From Bjug J. Harstad to Allan Belton, it’s been a long, extraordinary journey at Pacific Lutheran University. The Pierce County liberal-arts institution has had only 13 presidents in 130 years, so last week’s announcement that Belton would step up to become No. 14 was a big deal.
Belton, a stabilizing force as PLU’s interim president the last two years, didn’t follow a traditional route to academic leadership.
A corporate banker for 25 years before he was hired as PLU’s chief administrative officer in 2015, Belton is the first president in school history who doesn’t have either “Dr.” or “Pastor” in front of his name. A member of the United Church of Christ, he’s only the second president whose background isn’t Lutheran. (His predecessor, Thomas Krise, was Episcopalian.)
Belton, 52, is in many ways an unlikely choice, though a promising one.
His financial skills steered the 3,100-student university through an enrollment lull that required painful program cuts. He’s also had a hand in some crucial image repair after the clumsy sale of KPLU, the beloved university-owned radio station, under the previous administration.
We wish Belton success, not only as PLU’s figurehead, ambassador and fundraiser-in-chief, but as what he calls the “unofficial mayor of Parkland.” It’s easy to root for someone who was the first in his family to earn a college degree.
Unfortunately, the PLU board of regents, in selecting Belton, took a curious approach not unlike that taken by the Tacoma City Council when it promoted its interim city manager two years ago:
Conduct a lengthy national search. Bring in a handful of well-traveled candidates with deep resumes. Introduce them to stakeholders during public meet-and-greet sessions. Then suddenly close the book on those candidates, turn to a comfortable insider who hadn’t been in the running and ask him/her to accept the job.
Eleventh-hour improvisation is a messy way for a multi-million dollar organization to make its most important hire. (Not to mention an indictment on the value of expensive headhunting firms.)
The convoluted process also meant stakeholders couldn’t properly size up their new leader. There was no opportunity to ask questions, no chance to measure him/her against the competition, no time for pushback or buy-in.
Rather than dwell on the past, however, let’s take a moment to focus on some ways Belton can assure the broad PLU community — students, faculty, alumni, donors and neighbors — that he’s the right person for the job.

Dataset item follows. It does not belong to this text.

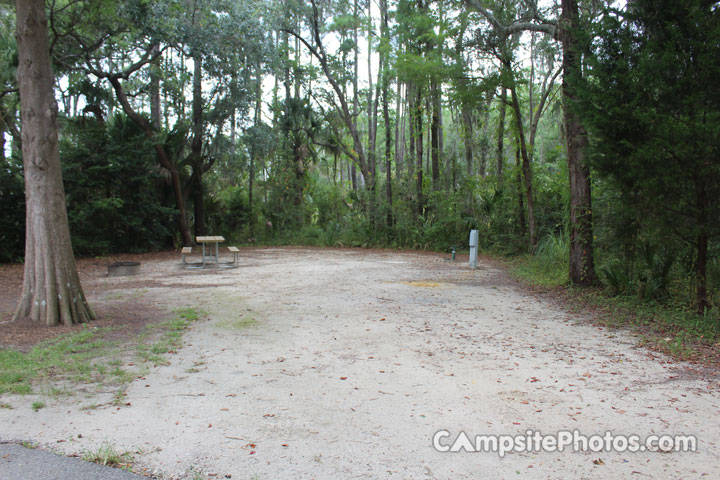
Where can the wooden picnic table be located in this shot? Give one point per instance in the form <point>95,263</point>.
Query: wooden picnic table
<point>210,240</point>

* Restore fundraising prowess. Student scholarships, state-of-the-art facilities and other priorities aren’t cheap. Can PLU return to the days of hugely successful fundraising campaigns, for which 20-year President Loren Anderson was known before he retired in 2012? That’s a high bar, but one Belton should reach for.
* Double down on the university’s strengths. Belton has the right idea with plans to expand PLU’s highly regarded School of Nursing. He also knows PLU has a special responsibility to educate students from the South Sound, including through its 253 College Bound Scholarship Program. Those are assets worth building on.
* Affirm PLU’s faith-based principles and Lutheran identity. Belton, a Yakima Valley native whose wife, Melinda, is a Lute alumna, is attuned to PLU’s culture more than any of those three outside candidates would have been. On a podcast last fall called “Because We’re Lutheran,” he stressed the importance of finding one’s true calling, or life vocation, and the “intrinsic value of the whole creation.”
The trick for Belton is to ensure the university remains a welcoming place, respectful of diverse views, while resisting what many long-time supporters see as a steady slide toward secularism. The school’s middle name is worth defending.
Belton is fond of the catchphrase: “Because the world needs more Lutes.” He ends most of his university correspondence with it.